Do decision-makers feel that scientific evidence is unnecessary?
In March 2017, 68 Finnish researchers in the forest sector signed a forest declaration (in Finnish only), which questions Finland’s plans (link in Finnish) to significantly increase felling and the use of wood in the coming decades. The declaration is based on the latest research, according to which increasing the use of wood accelerates climate change and weakens biological diversity.
The declaration raised a minor storm over the debate surrounding the future use of Finnish forests, which I have analysed together with Janne Kotiaho and Timo Vesala in the most recent issue of the journal Alue ja Ympäristö (link in Finnish).
The forest declaration was not an attack on the use of forests.
The aim of the declaration was to raise awareness among decision-makers, and the public at large, about the latest scientific evidence on the impact of intensified forest use on climate change and biological diversity. However, many interpreted it as an attack on the use of forests. This is not the case. The declaration simply notes that with respect to climate change and biodiversity, Finnish wood processing should start producing durable wood products, instead of short-lived pulp, paper and energy. Does the wood processing industry, which tends to be slow to act, have the ability and the desire for a rapid change of course?
Civil servants in key ministries reacted to the declaration either with extreme suspicion or open hostility. Nevertheless, the state administration increasingly emphasises basing decision-making on scientific evidence. Is the civil service a firewall that makes sure that the evidence that decisions are based on is compatible with strategies? Shouldn’t civil servants primarily pass on scientific evidence to decision-makers in an understandable manner – including evidence that calls strategies into question?
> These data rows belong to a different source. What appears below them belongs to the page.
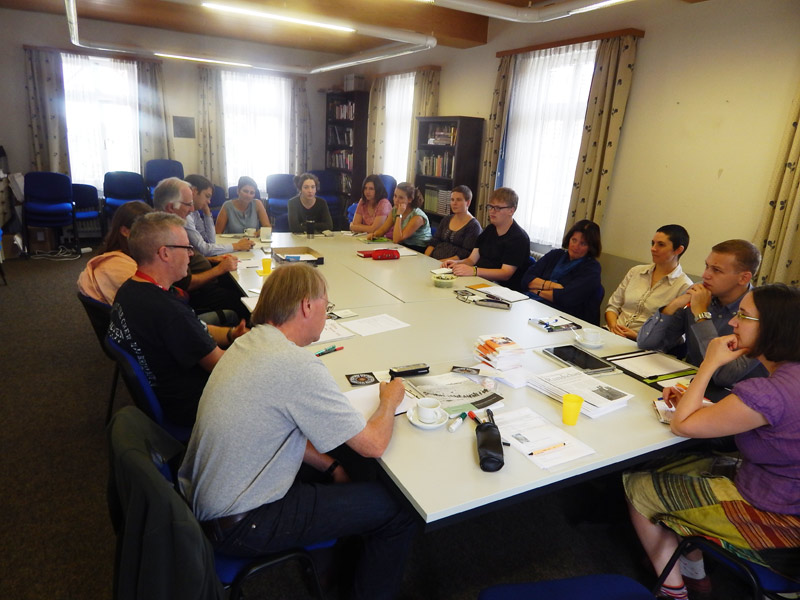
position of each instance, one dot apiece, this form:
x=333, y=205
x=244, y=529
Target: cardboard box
x=297, y=254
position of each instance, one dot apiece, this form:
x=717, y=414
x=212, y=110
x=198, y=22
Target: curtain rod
x=577, y=40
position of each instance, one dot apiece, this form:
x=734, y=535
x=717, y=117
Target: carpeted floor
x=57, y=542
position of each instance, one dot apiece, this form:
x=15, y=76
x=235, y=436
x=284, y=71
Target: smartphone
x=580, y=359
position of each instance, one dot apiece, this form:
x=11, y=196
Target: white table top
x=438, y=471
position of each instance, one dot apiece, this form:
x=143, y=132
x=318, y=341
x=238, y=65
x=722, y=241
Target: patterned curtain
x=778, y=234
x=495, y=128
x=211, y=129
x=300, y=129
x=608, y=98
x=155, y=135
x=44, y=84
x=426, y=104
x=376, y=125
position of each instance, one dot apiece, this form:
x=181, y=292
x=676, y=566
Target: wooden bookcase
x=346, y=140
x=448, y=154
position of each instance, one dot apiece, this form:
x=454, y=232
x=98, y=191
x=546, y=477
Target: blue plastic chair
x=280, y=189
x=761, y=580
x=120, y=187
x=589, y=587
x=48, y=202
x=140, y=389
x=159, y=169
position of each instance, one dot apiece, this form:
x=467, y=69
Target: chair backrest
x=160, y=168
x=47, y=188
x=281, y=186
x=124, y=185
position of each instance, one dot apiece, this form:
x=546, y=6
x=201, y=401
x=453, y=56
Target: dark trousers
x=315, y=512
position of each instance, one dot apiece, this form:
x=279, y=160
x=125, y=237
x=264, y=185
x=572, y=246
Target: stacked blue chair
x=280, y=189
x=48, y=202
x=120, y=187
x=158, y=169
x=329, y=191
x=87, y=205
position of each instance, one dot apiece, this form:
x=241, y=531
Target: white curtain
x=257, y=113
x=102, y=105
x=549, y=94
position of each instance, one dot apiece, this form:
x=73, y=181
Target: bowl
x=443, y=279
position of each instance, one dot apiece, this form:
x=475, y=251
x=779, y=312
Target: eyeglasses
x=743, y=317
x=189, y=249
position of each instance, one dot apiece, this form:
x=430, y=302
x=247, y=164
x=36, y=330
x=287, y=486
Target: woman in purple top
x=750, y=503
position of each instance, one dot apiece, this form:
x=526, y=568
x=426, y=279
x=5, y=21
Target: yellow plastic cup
x=570, y=408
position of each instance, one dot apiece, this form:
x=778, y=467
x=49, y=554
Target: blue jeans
x=314, y=512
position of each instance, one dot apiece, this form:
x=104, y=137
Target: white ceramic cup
x=591, y=336
x=428, y=410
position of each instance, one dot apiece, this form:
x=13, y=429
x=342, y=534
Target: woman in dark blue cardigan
x=568, y=278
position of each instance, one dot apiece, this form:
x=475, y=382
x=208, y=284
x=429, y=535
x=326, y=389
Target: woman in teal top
x=407, y=224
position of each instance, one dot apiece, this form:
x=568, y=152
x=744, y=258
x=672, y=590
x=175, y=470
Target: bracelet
x=333, y=466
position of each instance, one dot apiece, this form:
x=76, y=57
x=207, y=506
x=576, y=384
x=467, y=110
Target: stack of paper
x=499, y=351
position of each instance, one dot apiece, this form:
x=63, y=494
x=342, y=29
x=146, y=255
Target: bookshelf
x=448, y=154
x=346, y=140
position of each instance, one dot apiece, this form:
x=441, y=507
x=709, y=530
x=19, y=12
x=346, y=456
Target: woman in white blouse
x=646, y=288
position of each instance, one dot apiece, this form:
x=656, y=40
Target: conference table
x=437, y=471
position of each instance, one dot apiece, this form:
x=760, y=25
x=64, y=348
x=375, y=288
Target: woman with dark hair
x=373, y=207
x=244, y=212
x=407, y=223
x=749, y=503
x=307, y=206
x=646, y=288
x=457, y=233
x=568, y=278
x=107, y=271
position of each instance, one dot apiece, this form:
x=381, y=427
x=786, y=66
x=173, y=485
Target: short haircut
x=677, y=235
x=199, y=182
x=412, y=193
x=149, y=233
x=168, y=192
x=778, y=327
x=284, y=290
x=505, y=195
x=591, y=233
x=299, y=180
x=124, y=216
x=464, y=191
x=747, y=256
x=245, y=180
x=380, y=189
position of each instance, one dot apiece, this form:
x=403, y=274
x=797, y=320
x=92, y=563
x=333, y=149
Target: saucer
x=412, y=416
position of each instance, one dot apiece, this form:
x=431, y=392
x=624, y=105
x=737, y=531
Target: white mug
x=428, y=410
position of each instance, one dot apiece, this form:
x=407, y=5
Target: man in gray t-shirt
x=270, y=407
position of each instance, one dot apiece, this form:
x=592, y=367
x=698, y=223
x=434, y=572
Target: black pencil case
x=490, y=447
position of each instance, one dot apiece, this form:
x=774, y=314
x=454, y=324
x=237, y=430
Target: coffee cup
x=428, y=410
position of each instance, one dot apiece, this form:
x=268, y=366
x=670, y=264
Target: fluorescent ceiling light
x=197, y=59
x=276, y=17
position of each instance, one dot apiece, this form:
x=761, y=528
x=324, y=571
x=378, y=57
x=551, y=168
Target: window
x=102, y=107
x=257, y=111
x=399, y=118
x=549, y=94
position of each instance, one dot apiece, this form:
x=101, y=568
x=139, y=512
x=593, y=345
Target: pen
x=457, y=421
x=553, y=447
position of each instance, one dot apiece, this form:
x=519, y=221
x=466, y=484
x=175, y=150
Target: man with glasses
x=261, y=470
x=152, y=321
x=704, y=310
x=502, y=251
x=207, y=292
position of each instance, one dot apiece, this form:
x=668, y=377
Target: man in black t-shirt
x=502, y=252
x=151, y=320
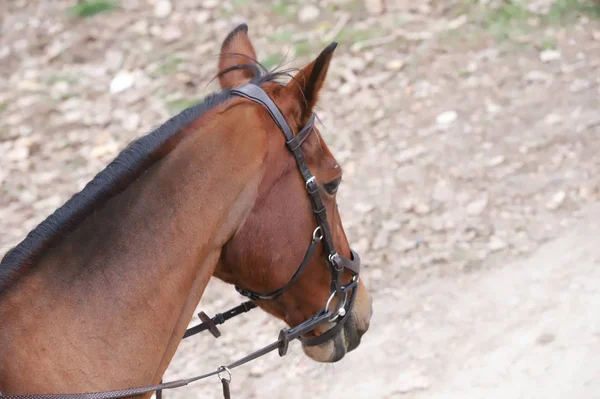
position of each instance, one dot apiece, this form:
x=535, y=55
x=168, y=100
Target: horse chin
x=334, y=349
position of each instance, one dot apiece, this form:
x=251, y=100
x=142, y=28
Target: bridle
x=321, y=235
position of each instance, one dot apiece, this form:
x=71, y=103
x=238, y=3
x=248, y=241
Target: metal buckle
x=312, y=180
x=341, y=311
x=220, y=370
x=334, y=259
x=318, y=238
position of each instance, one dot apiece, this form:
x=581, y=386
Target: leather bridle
x=321, y=235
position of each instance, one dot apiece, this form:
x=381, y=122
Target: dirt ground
x=469, y=133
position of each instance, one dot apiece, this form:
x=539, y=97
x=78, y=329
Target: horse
x=98, y=296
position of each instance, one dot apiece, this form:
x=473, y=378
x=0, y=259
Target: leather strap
x=285, y=336
x=272, y=295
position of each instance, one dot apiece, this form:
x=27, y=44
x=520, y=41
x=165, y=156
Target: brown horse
x=98, y=296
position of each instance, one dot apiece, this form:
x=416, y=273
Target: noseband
x=321, y=235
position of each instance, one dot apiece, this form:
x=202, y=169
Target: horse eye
x=332, y=186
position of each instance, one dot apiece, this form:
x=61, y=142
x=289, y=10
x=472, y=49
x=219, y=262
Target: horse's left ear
x=308, y=81
x=237, y=55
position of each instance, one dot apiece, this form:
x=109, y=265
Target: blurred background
x=469, y=132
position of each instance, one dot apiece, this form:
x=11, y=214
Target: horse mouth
x=335, y=348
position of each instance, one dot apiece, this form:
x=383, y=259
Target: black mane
x=124, y=169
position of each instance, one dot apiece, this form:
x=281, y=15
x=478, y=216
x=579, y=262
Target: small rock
x=131, y=122
x=356, y=64
x=495, y=161
x=363, y=207
x=113, y=60
x=579, y=85
x=391, y=225
x=171, y=33
x=496, y=244
x=162, y=8
x=394, y=65
x=59, y=89
x=556, y=201
x=545, y=339
x=376, y=273
x=421, y=209
x=442, y=192
x=457, y=22
x=121, y=82
x=18, y=154
x=382, y=240
x=374, y=6
x=552, y=119
x=308, y=13
x=409, y=154
x=210, y=4
x=549, y=55
x=446, y=118
x=477, y=207
x=202, y=17
x=538, y=76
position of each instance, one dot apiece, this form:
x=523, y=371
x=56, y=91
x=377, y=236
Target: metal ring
x=220, y=370
x=337, y=314
x=333, y=296
x=319, y=237
x=338, y=267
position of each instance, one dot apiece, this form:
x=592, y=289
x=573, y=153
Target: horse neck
x=107, y=308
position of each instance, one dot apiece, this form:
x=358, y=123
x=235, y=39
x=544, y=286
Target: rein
x=321, y=235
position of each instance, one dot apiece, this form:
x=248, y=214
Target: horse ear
x=237, y=54
x=308, y=81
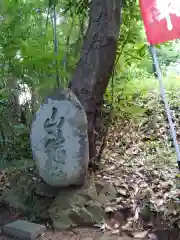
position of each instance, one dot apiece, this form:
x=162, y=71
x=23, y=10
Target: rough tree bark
x=97, y=59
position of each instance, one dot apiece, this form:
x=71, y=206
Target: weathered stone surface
x=80, y=206
x=59, y=140
x=24, y=230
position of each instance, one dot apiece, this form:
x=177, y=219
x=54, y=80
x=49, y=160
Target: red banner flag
x=161, y=19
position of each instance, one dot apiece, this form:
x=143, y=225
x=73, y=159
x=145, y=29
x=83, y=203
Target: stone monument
x=59, y=140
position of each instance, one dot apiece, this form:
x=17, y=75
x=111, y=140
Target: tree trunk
x=96, y=63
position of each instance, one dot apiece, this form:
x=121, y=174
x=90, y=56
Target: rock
x=59, y=140
x=24, y=230
x=97, y=212
x=79, y=206
x=107, y=193
x=81, y=216
x=44, y=190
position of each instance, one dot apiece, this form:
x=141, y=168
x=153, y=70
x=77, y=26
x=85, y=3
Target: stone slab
x=59, y=140
x=24, y=230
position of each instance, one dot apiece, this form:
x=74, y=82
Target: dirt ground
x=7, y=215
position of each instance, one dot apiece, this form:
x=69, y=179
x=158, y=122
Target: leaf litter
x=140, y=162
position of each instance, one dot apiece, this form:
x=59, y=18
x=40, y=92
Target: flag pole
x=163, y=95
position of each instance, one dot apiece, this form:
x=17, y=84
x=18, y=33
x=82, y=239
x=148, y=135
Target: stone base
x=65, y=208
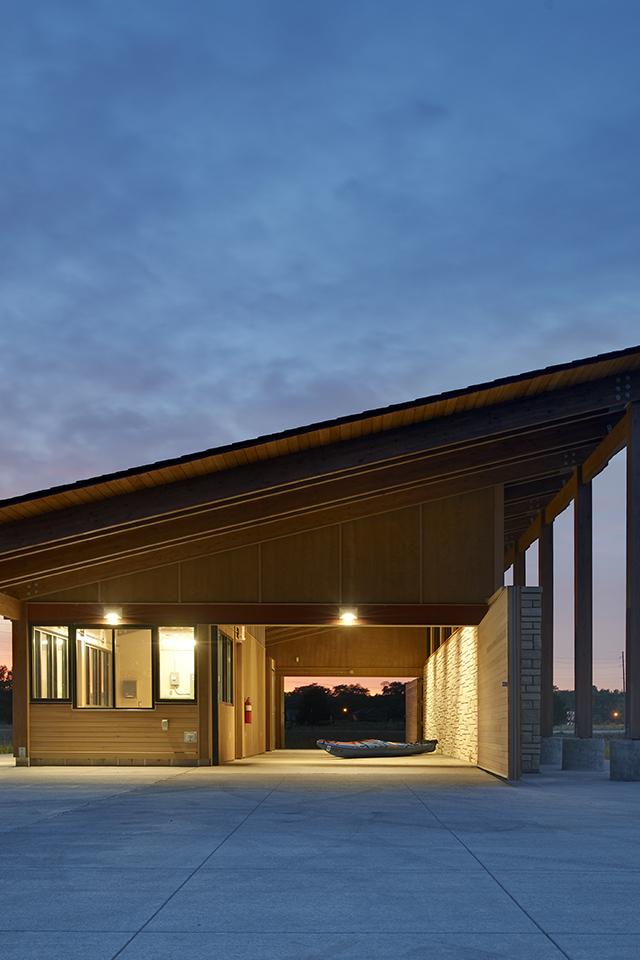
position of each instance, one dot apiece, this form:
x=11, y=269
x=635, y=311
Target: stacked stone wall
x=451, y=695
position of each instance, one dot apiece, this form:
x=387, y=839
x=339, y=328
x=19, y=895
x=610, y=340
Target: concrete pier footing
x=625, y=759
x=583, y=753
x=551, y=751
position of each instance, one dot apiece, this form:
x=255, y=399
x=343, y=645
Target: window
x=134, y=686
x=176, y=663
x=225, y=669
x=94, y=667
x=50, y=663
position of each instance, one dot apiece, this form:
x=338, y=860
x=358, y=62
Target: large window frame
x=68, y=662
x=72, y=661
x=156, y=667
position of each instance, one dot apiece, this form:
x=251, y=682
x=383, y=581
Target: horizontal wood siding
x=59, y=733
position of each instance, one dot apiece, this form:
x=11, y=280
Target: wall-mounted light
x=348, y=617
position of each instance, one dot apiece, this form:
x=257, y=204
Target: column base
x=551, y=751
x=583, y=753
x=625, y=759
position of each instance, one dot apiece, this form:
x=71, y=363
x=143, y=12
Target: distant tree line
x=6, y=680
x=608, y=706
x=314, y=704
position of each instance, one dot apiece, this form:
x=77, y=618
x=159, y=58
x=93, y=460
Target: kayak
x=352, y=749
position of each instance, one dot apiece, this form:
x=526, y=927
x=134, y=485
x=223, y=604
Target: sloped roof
x=322, y=433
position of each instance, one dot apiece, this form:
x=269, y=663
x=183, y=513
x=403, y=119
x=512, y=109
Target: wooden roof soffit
x=594, y=464
x=10, y=607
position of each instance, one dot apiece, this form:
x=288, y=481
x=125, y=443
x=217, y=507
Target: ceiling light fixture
x=348, y=617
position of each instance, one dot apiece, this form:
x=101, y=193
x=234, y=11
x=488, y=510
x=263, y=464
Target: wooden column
x=545, y=580
x=20, y=651
x=632, y=707
x=280, y=713
x=520, y=569
x=205, y=696
x=583, y=607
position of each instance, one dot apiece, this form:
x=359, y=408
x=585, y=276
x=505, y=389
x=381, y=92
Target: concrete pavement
x=299, y=855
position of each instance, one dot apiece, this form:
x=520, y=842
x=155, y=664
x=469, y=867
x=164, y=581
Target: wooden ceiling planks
x=481, y=395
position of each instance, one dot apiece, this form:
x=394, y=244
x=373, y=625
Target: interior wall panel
x=381, y=558
x=231, y=576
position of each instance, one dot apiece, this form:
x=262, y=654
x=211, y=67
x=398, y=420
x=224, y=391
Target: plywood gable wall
x=444, y=551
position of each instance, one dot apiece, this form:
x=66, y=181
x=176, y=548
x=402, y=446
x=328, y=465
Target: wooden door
x=414, y=710
x=495, y=719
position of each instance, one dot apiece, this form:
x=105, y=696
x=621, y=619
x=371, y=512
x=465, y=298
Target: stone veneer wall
x=451, y=686
x=530, y=601
x=451, y=695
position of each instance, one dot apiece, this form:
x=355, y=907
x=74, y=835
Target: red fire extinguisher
x=248, y=711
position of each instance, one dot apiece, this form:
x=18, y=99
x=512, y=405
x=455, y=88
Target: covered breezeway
x=300, y=856
x=146, y=604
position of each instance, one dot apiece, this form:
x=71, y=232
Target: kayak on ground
x=351, y=749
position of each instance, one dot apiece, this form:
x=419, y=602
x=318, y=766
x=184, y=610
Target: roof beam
x=253, y=521
x=469, y=430
x=170, y=614
x=593, y=464
x=10, y=607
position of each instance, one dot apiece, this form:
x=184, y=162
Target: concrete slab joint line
x=215, y=862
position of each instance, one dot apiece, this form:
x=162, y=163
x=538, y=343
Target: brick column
x=530, y=689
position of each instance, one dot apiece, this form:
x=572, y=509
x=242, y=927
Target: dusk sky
x=224, y=219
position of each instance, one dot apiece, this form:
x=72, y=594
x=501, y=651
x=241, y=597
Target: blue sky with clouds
x=221, y=219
Do researchers practice self-censorship?
A large proportion of researchers in Finland’s sectoral research institutes did not want to sign the declaration, even though they agreed with the content. In recent years, cases of censorship of researchers have been revealed in state-run research institutes, which have probably clarified the rules concerning public statements. But do the rules of the game always guarantee freedom of research? Or do researchers who have limited contracts or are dependent on external funding practice self-censorship?
Some researchers in environmental policy and sustainability did not sign the declaration because of its narrow scope – after all, sustainable development has often been interpreted as a balanced trinity of ecological, social and economic dimensions. The declaration violates this balance with the inconvenient truth that socially and economically sustainable forest use can be ecologically unsustainable. Is research on sustainable development burdened by the requirement of multidimensional balance? Is there is a basic unwillingness to concede the existence of tensions between the dimensions?